Let’s explore an option, for example if the total dead load of the structure (weight as it normally
sits on the ground) is 100 tons or 200,000 pounds and we install 12 pressed pilings using 10 tons
of driving force due to that value being the immediate available load at the point of installation
we have a total resistive driving force of 120 tons or 240,000 pounds. Understanding that we
can only span our pilings a maximum of 8 linear feet on center in any direction before needing
another piling (on a single-story home) we can only cover a maximum of 96 linear feet not
counting odd install points such as corners, monolithic patios, fireplaces or wing walls. Your
typical single-story home that possesses a total of 100 tons should measure around 1,000
square feet. We can assume the example dimensions of a rectangular structure measuring 40
feet by 25 feet to equal our hypothetical 1,000 square feet. The perimeter will, in our example,
measure 130 linear feet leaving a minimum of 34 possible linear feet of the perimeter
untouched by our hypothetical foundation repair. Note that this does not include the interior of
the structure where piles can be installed if needed; we are discussing the installation of exterior
pilings only in this example. Returning to our values as stated above, our resistive force from our
pilings equaling 120 tons and our total structure load equaling 100 tons we have created 1.2
times the force needed to support the entire structure in order to solely support about ¾ of the
perimeter alone.
Now that the “nerd fest” is over and done with, all that information above is stated to say this:
Pressed pilings work on the total existing load of the structure in order to support individual
parts of the foundation.

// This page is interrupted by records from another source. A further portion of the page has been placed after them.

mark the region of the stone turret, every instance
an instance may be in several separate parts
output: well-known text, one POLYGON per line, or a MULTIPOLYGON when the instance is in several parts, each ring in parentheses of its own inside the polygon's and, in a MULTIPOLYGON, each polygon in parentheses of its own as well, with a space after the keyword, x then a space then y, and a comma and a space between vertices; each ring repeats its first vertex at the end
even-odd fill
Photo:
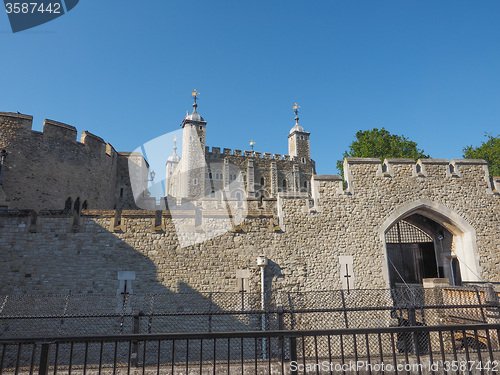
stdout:
POLYGON ((288 154, 292 160, 298 160, 301 163, 307 163, 311 159, 311 150, 309 147, 309 135, 302 126, 299 125, 299 106, 295 103, 295 125, 290 129, 288 135, 288 154))
POLYGON ((193 92, 193 112, 182 124, 182 159, 180 161, 180 197, 197 198, 205 190, 205 135, 207 122, 196 108, 198 91, 193 92))

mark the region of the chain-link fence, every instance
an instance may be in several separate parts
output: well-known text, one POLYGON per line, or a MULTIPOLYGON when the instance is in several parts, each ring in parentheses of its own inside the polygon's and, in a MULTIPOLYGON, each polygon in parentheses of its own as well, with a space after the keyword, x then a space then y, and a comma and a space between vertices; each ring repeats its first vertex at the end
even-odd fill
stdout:
POLYGON ((498 299, 476 286, 273 291, 265 309, 260 293, 11 295, 0 296, 0 338, 494 324, 498 299))

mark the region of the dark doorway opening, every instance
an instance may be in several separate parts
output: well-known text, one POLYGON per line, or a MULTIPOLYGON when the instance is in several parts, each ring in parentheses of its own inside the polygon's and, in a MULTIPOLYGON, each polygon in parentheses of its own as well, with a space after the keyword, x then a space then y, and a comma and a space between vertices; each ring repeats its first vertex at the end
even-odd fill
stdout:
POLYGON ((401 220, 387 232, 386 243, 391 287, 439 277, 434 240, 421 229, 401 220))

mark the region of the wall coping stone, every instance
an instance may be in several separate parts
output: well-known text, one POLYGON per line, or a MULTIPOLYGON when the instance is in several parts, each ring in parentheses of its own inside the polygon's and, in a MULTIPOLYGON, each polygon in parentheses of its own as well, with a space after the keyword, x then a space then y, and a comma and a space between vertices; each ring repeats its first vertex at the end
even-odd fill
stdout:
POLYGON ((347 164, 382 164, 379 158, 345 158, 347 164))
POLYGON ((71 130, 73 132, 77 132, 76 128, 74 126, 71 126, 71 125, 68 125, 68 124, 65 124, 64 122, 59 122, 59 121, 54 121, 54 120, 49 120, 49 119, 45 119, 43 121, 43 125, 52 125, 52 126, 58 126, 60 128, 64 128, 64 129, 68 129, 68 130, 71 130))
POLYGON ((449 164, 447 159, 418 159, 420 164, 429 164, 429 165, 446 165, 449 164))
POLYGON ((0 112, 0 116, 2 116, 2 117, 21 118, 23 120, 33 120, 33 116, 23 115, 22 113, 0 112))
POLYGON ((451 159, 450 163, 461 165, 487 165, 483 159, 451 159))
POLYGON ((412 158, 387 158, 384 163, 388 164, 415 164, 415 160, 412 158))

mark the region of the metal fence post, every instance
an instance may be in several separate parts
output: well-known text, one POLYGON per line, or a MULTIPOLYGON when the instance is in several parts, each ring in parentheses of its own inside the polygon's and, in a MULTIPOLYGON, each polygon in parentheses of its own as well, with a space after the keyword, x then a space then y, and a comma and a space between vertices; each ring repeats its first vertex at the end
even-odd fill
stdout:
MULTIPOLYGON (((140 333, 141 330, 141 313, 134 315, 134 334, 140 333)), ((139 341, 132 341, 132 354, 131 354, 132 366, 139 366, 139 341)))
POLYGON ((38 367, 38 375, 47 375, 49 373, 49 354, 50 344, 42 344, 40 352, 40 366, 38 367))
MULTIPOLYGON (((298 371, 297 369, 292 370, 292 362, 295 362, 297 364, 297 338, 296 337, 290 337, 290 374, 291 375, 297 375, 298 371)), ((297 366, 295 366, 297 367, 297 366)))

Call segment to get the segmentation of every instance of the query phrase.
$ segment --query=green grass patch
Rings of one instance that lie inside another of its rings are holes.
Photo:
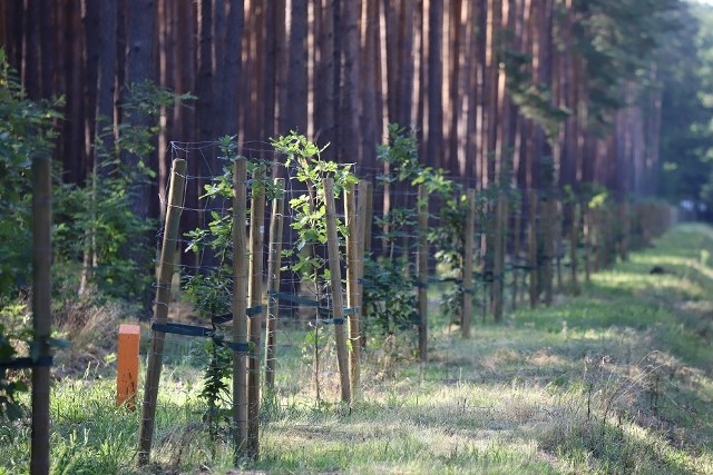
[[[476,318],[470,340],[442,321],[432,328],[428,364],[398,340],[372,344],[351,408],[339,403],[330,337],[315,375],[305,331],[285,329],[276,390],[263,405],[262,456],[240,468],[713,473],[711,253],[713,230],[677,227],[594,274],[576,297],[521,309],[500,325]],[[88,372],[53,386],[52,473],[233,469],[231,447],[207,439],[195,348],[167,348],[155,464],[136,467],[139,415],[114,406],[113,375]],[[27,472],[28,458],[27,422],[0,427],[0,473]]]

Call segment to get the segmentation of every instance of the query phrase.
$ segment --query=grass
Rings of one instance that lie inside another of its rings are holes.
[[[315,402],[304,335],[284,331],[262,456],[241,469],[713,474],[711,253],[710,228],[681,226],[577,297],[479,321],[471,340],[434,326],[427,365],[372,347],[352,408],[338,403],[330,352]],[[136,468],[139,415],[114,407],[110,373],[90,370],[55,384],[52,473],[240,473],[206,439],[199,365],[172,348],[155,464]],[[27,471],[28,441],[25,422],[0,428],[0,473]]]

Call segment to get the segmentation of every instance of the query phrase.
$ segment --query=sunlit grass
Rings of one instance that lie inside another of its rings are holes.
[[[434,325],[430,362],[372,344],[362,390],[339,403],[333,350],[315,400],[305,331],[280,334],[275,399],[263,406],[266,473],[713,473],[713,230],[680,227],[594,274],[577,297],[524,308],[473,338]],[[664,274],[649,274],[654,266]],[[433,319],[439,321],[438,318]],[[328,342],[328,347],[331,343]],[[194,347],[168,346],[153,461],[136,468],[138,412],[113,375],[57,382],[52,473],[226,473],[198,398]],[[105,376],[105,378],[99,378]],[[29,427],[0,429],[0,473],[25,473]],[[201,468],[203,466],[203,468]]]

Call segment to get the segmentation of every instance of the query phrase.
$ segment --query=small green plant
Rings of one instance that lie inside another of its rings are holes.
[[[27,98],[17,71],[0,48],[0,362],[30,347],[25,300],[31,277],[31,161],[50,154],[64,99]],[[32,356],[32,355],[30,355]],[[28,390],[22,372],[0,367],[0,419],[22,415],[19,396]]]
[[[334,179],[334,195],[340,196],[345,187],[355,185],[359,180],[352,172],[351,165],[323,160],[319,148],[306,137],[296,132],[281,136],[272,140],[275,151],[283,154],[285,166],[294,174],[291,179],[305,187],[305,192],[292,198],[290,207],[293,211],[292,229],[296,232],[296,240],[292,248],[283,249],[282,255],[292,259],[283,267],[292,270],[302,279],[303,289],[313,291],[314,298],[322,300],[330,286],[331,271],[323,253],[318,247],[326,244],[326,205],[324,197],[324,179]],[[344,238],[349,230],[343,221],[336,221],[338,232]],[[312,331],[305,336],[303,354],[311,354],[314,368],[314,384],[316,402],[321,404],[320,394],[320,360],[322,358],[321,344],[324,333],[320,333],[320,323],[312,325]]]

When used in conjunction with multiple pilings and installed correctly,
concrete segmented pressed pilings work wonders in permanently facilitating a foundation
repair or leveling job.
Let’s ask ourselves another question, when is it necessary to repair a foundation? Answering a
question with another question, when is it necessary to go see a doctor? The longer a problem
exists, the worse it usually gets, ignoring a pain in your leg could result in a blood clot reaching a
vital organ and causing severe complications potentially leading to your ultimate demise. A
festering foundation problem can lead to more extensive damages causing issues with a host of
other components such as plumbing, framing, roofing, safety and security concerns, the list goes
on. Next, we ask ourselves, when should a home undergo foundation repair? If I had a crystal
ball, I certainly wouldn’t waste that kind of power on predicting foundation movement; I’d be
sitting on a yacht floating blissfully in some unknown region of the Caribbean sipping a cool
drink and enjoying a nice cigar, thanks to my talents of predicting everything form lottery
numbers to the stock market. The unfortunate reality is that we cannot foresee when a

foundation will experience an issue, or even better yet whether that foundation will cease to
move in the future. The best advise that can be given in this regard is that movement in
foundations and their systems should be addressed as quickly as feasible, as to not only correct
the issues causing symptoms but to prevent other issues from arising. Remember this saying,
extensive equals expensive; fixing a problem today could result in thousands of dollars saved in
the future.
Overall, I think all above was stated to say this; be proactive, consult a professional, if you are
thoroughly confused call out an engineer to examine the issues at hand. Perform routine
maintenance to your home, have it inspected regularly, usually speaking it is your biggest
investment, and never turn a blind eye to those gut feelings when it comes to home repair.